Silk purse syndrome

It’s not always a case of having to make a silk purse out of a sow’s ear – it’s just a fact of life that the majority of books that we get to read are not great literature, they’re often desperately over-written, poorly edited, and can be filled with stereotypical one-dimensional characters who tend to waver between being incredibly repetitive or wildly inconsistent.

As far as the narrative voice is concerned, again, we’re often faced again with over-written passages with far too many adjectives that are really only padding; they do little to create atmosphere and are simply there to fill in the gaps between dialogue.

I’m making it all sound very bleak – and indeed sometimes it is.

I remember when I worked in television continuity. It was the most boring job in the world – you spent hours and hours hanging around – simply to have a thirty second slot to camera between programmes. We were paid very well – and I remember asking my boss why the pay was so good when the job required very little skill other than looking pleasant and being able to speak to camera while keeping an eye on a clock so that you came out on time, while someone is talking in your ear. He said, ‘you’re paid for what you CAN do, not what you do!’

I didn’t realise what he meant at the time – and it only dawned on me when a programme disappeared completely – with me in vision – the transmission controller saying through my earpiece, just keep going. I kept going … no script, just a copy of the TV times … and I kept going for seven minutes. That was what I was being paid for!

I think in audiobook narration the correlation between workload and pay cheque is somewhat similar.

When you’re narrating a beautifully written book filled with believable people, it’s a joy. The words spring off the page and everything flows.
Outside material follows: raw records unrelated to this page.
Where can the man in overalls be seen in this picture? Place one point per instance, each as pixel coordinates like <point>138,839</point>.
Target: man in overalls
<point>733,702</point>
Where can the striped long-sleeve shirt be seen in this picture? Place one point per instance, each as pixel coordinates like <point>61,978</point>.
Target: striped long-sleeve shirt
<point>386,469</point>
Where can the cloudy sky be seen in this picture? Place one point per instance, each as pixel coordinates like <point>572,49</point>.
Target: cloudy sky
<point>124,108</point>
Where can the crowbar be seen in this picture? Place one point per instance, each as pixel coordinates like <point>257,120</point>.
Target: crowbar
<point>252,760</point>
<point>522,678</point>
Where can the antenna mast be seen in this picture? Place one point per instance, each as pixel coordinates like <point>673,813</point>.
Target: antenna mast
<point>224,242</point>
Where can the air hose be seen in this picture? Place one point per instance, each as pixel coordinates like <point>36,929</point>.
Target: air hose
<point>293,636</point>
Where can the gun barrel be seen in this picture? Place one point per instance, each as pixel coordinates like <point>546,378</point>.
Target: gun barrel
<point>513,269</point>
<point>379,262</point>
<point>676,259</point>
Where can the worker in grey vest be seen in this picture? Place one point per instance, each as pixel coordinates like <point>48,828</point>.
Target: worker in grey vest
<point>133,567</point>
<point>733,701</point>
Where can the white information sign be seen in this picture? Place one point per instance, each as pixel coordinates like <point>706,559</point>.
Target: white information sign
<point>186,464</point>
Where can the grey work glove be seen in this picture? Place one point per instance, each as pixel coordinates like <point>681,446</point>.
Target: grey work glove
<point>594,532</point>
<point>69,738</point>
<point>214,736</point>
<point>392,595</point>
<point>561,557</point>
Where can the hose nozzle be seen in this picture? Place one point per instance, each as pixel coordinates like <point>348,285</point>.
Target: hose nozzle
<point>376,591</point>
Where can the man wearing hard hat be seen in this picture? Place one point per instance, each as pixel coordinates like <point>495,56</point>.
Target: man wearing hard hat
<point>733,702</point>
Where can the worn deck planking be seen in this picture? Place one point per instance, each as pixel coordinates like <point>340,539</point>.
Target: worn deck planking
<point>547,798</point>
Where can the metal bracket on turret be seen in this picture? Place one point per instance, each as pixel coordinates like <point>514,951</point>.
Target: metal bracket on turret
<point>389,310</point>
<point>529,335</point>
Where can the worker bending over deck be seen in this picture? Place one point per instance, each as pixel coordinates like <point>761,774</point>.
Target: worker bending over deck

At such moments, you feel that you’d be happy to do this for nothing – but then reality hits and you get yet another pretty average book (I often wonder who reads (or listens to) such poorly written books, and you realise that you earn every single penny of what you’re being paid – and then some! Our ‘bread and butter’ is almost always the less than wonderful; but if at any point you allow your personal opinion of a book to seep into your narration, then your disaffection will show. It’s like doing a tatty tour or being playing in a potboiler in rep, you have to play it for all its worth – and believe in it and commit to it and its dreadful cast of boring people with the same integrity and professionalism as you would were you playing a leading role at the RSC.